Genetic and environmental mouse models of autism reproduce the spectrum of the disease.

Researchers studied three different mouse models that mimic autism in animals. They found that all three models showed problems in a brain area called the cerebellum, which affects movement and coordination. The mice had walking difficulties that matched their social problems. Male mice were more affected than females, just like in human autism. This research suggests that movement problems in autism might be more important than previously thought.

This review examines three mouse models of autism spectrum disorder: valproic acid exposure, poly I:C infection, and Shank3 genetic mutation models. The authors report that all three models demonstrate behavioral, cellular, and molecular changes in the cerebellum, with motor and gait deficits correlating with social impairments and cerebellar Purkinje cell numbers. Male mice showed more severe symptoms than females across models, mirroring human autism patterns. The research highlights the cerebellum's role in connecting cognitive, social, and motor functions in autism, suggesting this brain region as a potential therapeutic target.

The findings support motor symptoms as underexplored aspects of autism pathophysiology.

Findings suggest motor symptoms warrant greater clinical attention in autism assessment and intervention. The cerebellum emerges as a potential therapeutic target. Sex differences should inform personalized treatment approaches. However, animal model findings require validation in human studies before clinical application.

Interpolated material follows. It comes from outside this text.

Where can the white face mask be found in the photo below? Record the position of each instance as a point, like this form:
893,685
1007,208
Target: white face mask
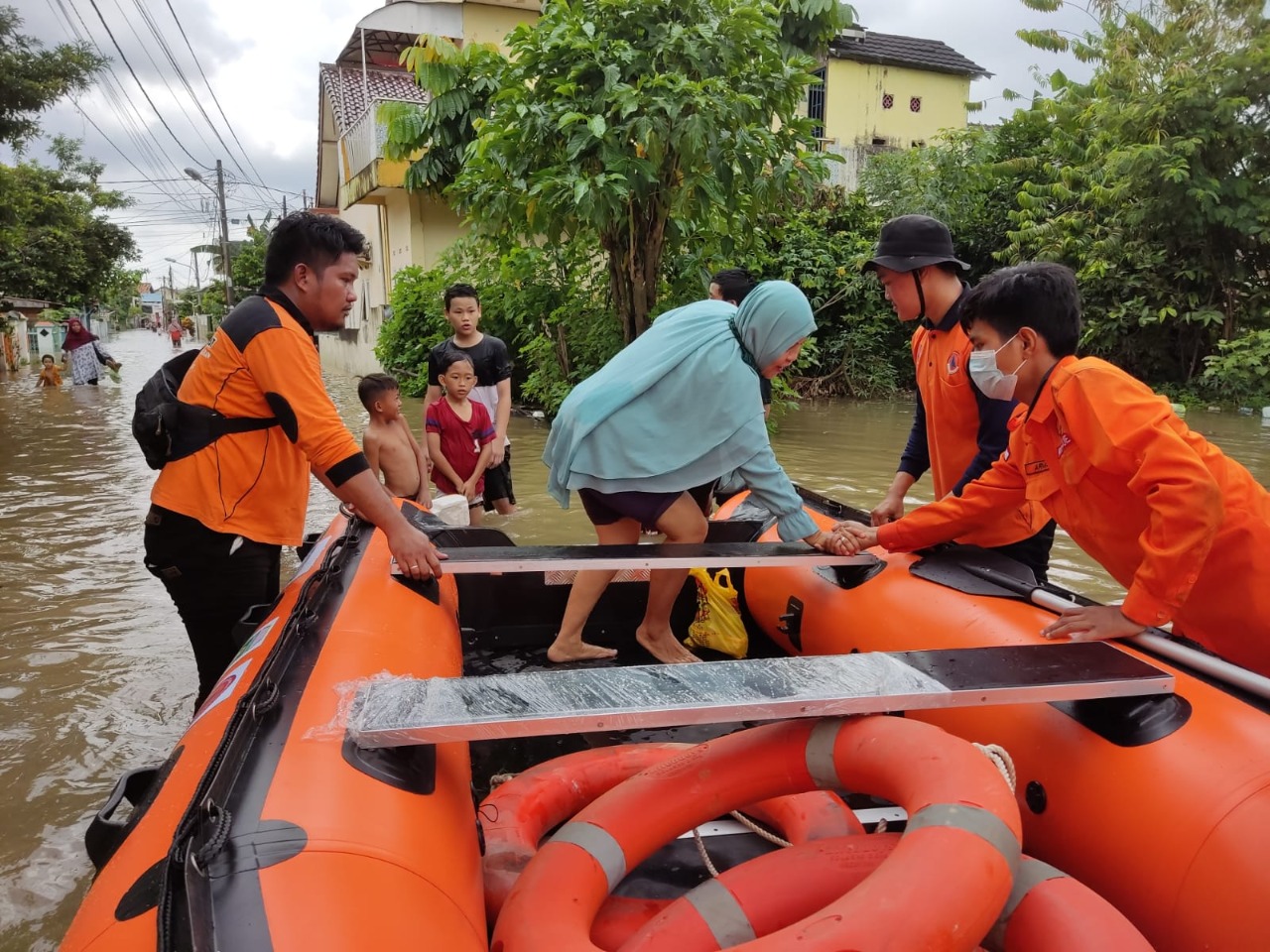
989,379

This is a review of the authors' own work rather than a comprehensive systematic review. Sample sizes not reported. Limited to three specific animal models. Motor assessments may not translate directly to human autism presentations.

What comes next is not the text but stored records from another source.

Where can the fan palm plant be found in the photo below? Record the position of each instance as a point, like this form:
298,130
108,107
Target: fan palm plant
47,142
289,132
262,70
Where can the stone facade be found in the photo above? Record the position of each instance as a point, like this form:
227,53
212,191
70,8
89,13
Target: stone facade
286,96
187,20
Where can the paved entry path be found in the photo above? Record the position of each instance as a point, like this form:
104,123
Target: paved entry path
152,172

Genetic and environmental factors increase autism spectrum disorder (ASD) incidence, and this has led to the generation of corresponding animal models, with some showing strong construct and face validity. This short review focuses on results we have recently obtained with environmental and genetic mouse models of ASD and that are the valproic acid, the poly I:C and the Shank 3 models. This has allowed us to provide a comparative description of these widely used animal models providing an interesting perspective as to the pros and cons of each one of them, in our experimental settings. In these papers, we focused on motor and gait disorders which are currently not included in the diagnosis criteria, but which may provide new insights to ASD pathophysiology potentially leading to innovative therapies for a disease that currently has none.

In all these models, we reported behavioral, cellular and molecular alterations related to the cerebellum. Motor and gait deficits were observed to various degrees in animal models and, when strongly present, they were correlated to the severity of social deficits as well as to the number of cerebellar Purkinje cells. Additionally, we also reported that, like in humans, males are more severely affected than females in these ASD models. These findings, along with an increasing body of literature, open new hopes in the ASD field pointing to brain regions, such the cerebellum, that are at the crossroads between cognitive, social and motor deficits.

Targeting these brain regions and their underlying pathways and synaptic connections may prove of significant benefits.